The latest books from UniSA researchers


Artificial Historians

By UniSA Provost & Chief Academic Officer Distinguished Professor Marnie Hughes-Warrington AO, with UniSA Adjunct Research Fellow Dr Lewis Yarlupurka O'Brien AO (and Professor Anne Martin AM)

Book cover: Artificial Historians

Artificial Historians offers readers an introduction to the world of artificial histories and historians. It looks behind the interfaces of AI and explores everyday platforms and prize-winning history books to identify how people and algorithms make histories and how they might make histories in the future.

Every moment around the globe, histories are made about ordinary people who use digital devices. These histories are not made by professional historians or even by humans but by artificial intelligence that scours our digital footprints for patterns. AI histories not only shape recommendations about what we might buy or stream but also our access to education, healthcare, and justice. The outcomes of recommendation systems are not just a technology problem or an ethics problem. This book argues that this is also a history problem, and it needs to be understood as one if we are to make fairer or more just systems. It shows us that the deep history of history making – including Australian Aboriginal and First Nations histories – can help us to navigate the future of history in AI.

Presenting readers with a range of familiar and accessible examples, Artificial Historians is a valuable resource for students, scholars and all those interested in global historiography, technology and artificial intelligence.

Artificial Historians is available from Routledge.

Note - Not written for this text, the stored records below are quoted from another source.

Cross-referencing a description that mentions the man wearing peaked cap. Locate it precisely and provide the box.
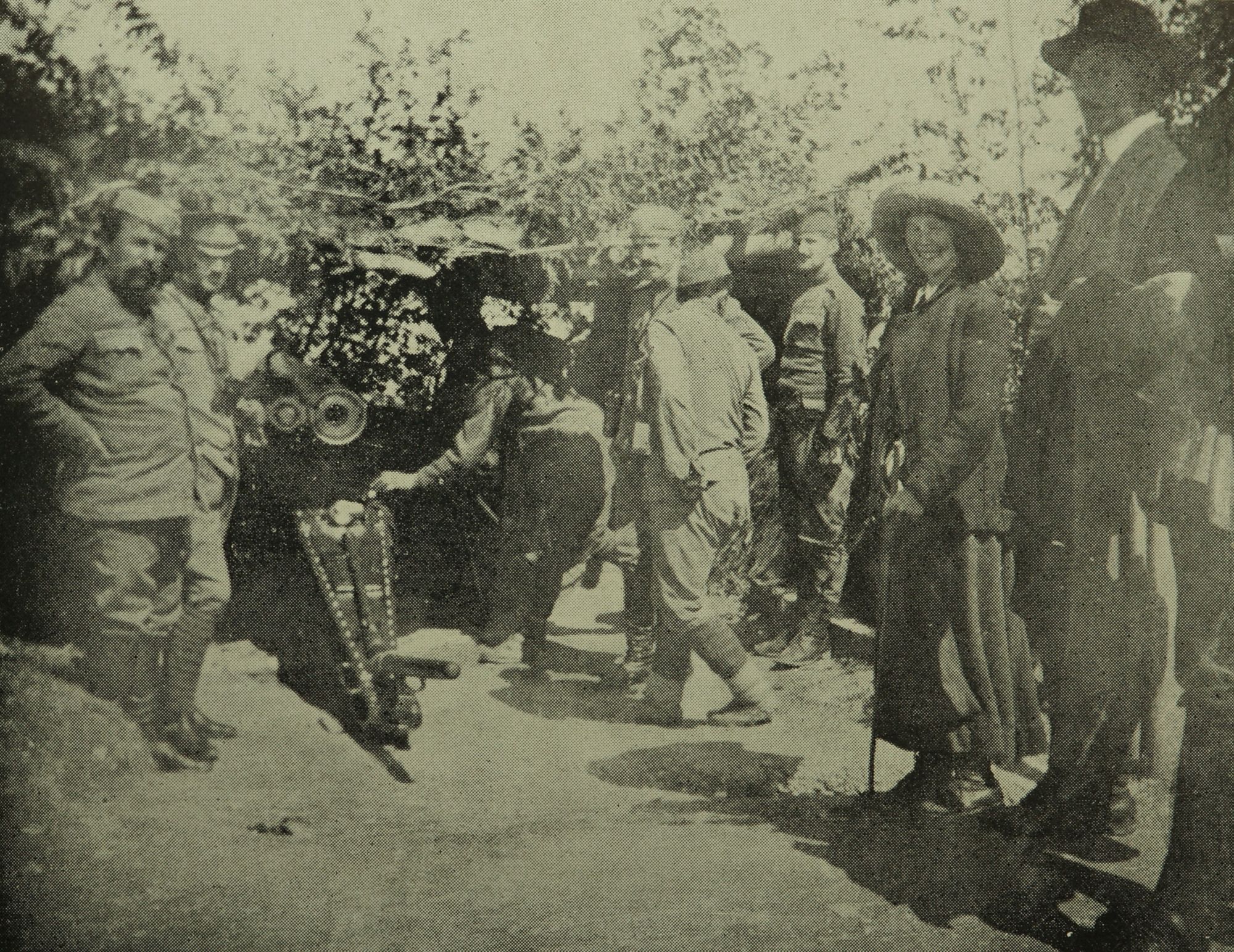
[611,198,772,726]
[0,188,216,769]
[597,205,775,683]
[154,215,270,758]
[755,207,868,666]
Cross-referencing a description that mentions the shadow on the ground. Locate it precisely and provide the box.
[492,629,647,724]
[587,740,801,811]
[589,741,1143,952]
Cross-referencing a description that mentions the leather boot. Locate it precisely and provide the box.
[163,604,236,740]
[922,755,1003,814]
[707,660,775,727]
[634,671,686,727]
[159,714,218,763]
[776,598,832,667]
[121,694,212,772]
[621,624,655,687]
[861,752,946,810]
[190,708,238,740]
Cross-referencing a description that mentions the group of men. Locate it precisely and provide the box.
[0,188,269,769]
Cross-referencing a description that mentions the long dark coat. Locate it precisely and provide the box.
[866,284,1043,763]
[1007,118,1208,722]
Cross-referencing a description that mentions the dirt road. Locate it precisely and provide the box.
[4,572,1199,952]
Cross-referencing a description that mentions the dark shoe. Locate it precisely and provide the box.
[1102,778,1139,837]
[776,635,830,667]
[149,739,213,773]
[707,698,771,727]
[629,671,686,727]
[158,714,218,763]
[866,753,944,810]
[1092,909,1209,952]
[750,632,789,657]
[922,758,1003,814]
[193,708,237,740]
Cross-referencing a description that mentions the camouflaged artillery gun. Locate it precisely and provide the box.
[234,353,459,748]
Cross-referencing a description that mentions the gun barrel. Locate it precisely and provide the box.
[381,655,460,681]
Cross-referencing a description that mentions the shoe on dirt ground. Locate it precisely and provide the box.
[921,758,1003,816]
[775,635,832,667]
[479,635,523,666]
[190,708,238,740]
[707,698,771,727]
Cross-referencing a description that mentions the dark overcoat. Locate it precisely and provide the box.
[866,284,1043,763]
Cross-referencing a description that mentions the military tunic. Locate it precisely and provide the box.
[154,284,239,610]
[416,370,613,644]
[631,302,769,682]
[768,273,868,610]
[0,274,196,702]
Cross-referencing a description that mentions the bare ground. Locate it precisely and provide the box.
[4,569,1214,952]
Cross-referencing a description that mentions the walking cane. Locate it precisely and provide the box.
[866,516,892,797]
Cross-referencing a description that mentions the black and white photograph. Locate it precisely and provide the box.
[0,0,1234,952]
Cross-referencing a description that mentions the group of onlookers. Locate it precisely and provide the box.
[0,188,269,769]
[379,0,1234,951]
[0,0,1234,952]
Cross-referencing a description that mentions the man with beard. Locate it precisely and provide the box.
[0,189,205,769]
[154,215,270,760]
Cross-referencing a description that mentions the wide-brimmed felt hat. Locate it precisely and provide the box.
[874,181,1007,281]
[1041,0,1182,77]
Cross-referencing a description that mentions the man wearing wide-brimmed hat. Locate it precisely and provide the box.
[1000,0,1191,838]
[154,213,269,760]
[0,188,216,769]
[613,206,772,726]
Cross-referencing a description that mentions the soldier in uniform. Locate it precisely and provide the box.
[576,213,775,684]
[612,206,772,726]
[371,326,612,672]
[154,215,270,760]
[0,189,206,769]
[740,202,868,664]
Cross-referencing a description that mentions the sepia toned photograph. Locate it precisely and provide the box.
[0,0,1234,952]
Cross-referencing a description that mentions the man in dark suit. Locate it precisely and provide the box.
[998,0,1191,837]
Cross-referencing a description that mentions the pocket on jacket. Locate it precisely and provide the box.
[94,328,153,386]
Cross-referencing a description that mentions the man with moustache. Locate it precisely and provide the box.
[0,188,205,769]
[740,207,868,666]
[154,213,270,760]
[590,205,775,693]
[612,206,774,726]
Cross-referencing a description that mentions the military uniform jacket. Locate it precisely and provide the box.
[0,274,195,521]
[779,273,868,441]
[639,299,769,498]
[154,284,239,510]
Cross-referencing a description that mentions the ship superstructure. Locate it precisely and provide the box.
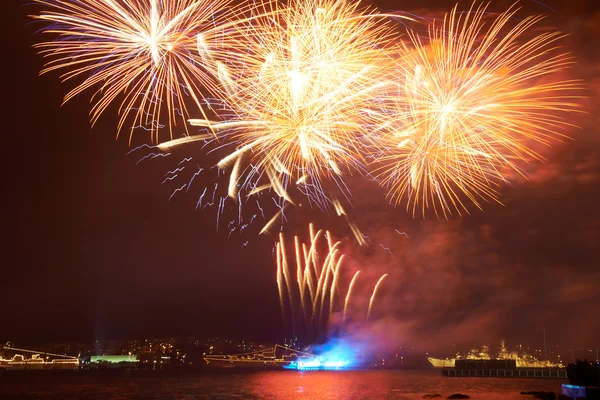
[204,344,314,369]
[428,340,564,368]
[0,346,80,371]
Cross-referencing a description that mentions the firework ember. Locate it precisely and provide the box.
[275,224,388,340]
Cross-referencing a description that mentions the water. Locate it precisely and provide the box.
[0,370,565,400]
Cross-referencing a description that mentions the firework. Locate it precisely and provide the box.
[183,0,406,207]
[34,0,244,142]
[275,224,387,341]
[367,274,388,321]
[367,3,580,216]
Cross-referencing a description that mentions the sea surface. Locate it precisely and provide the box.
[0,370,566,400]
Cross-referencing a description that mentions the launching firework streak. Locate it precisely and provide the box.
[276,224,387,340]
[368,3,581,216]
[34,0,248,141]
[183,0,406,207]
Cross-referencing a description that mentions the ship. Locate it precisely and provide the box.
[0,346,80,371]
[204,345,314,369]
[427,340,564,368]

Creations: the nature of creative products in the 21st century

Edited by UniSA Professor of Engineering Innovation David Cropley

Book cover: Creations: the nature of creative products in the 21st century

Creations: the nature of creative products in the 21st century explores creative products as part of the Seven C's of creativity framework. Through nine chapters, leading scholars in the field explore five different domains (education, crime/terrorism, music, science and engineering) addressing the nature of the creations in each given domain, and the criteria by which creations in that domain are judged. Drawing together key, underpinning concepts from the science of creativity, the book delves into the history of creativity research applied to products to then explore new concepts that are impacting on research in creativity, especially the role of artificial intelligence in supporting the development and assessment of creative products. The volume concludes with three short stories generated by AI, and examines the creativity (or lack thereof) of these creations using a validated rubric (the Creative Solutions Diagnosis Scale).

Creations: the nature of creative products in the 21st century is published by Palgrave MacMillan and available through Springer.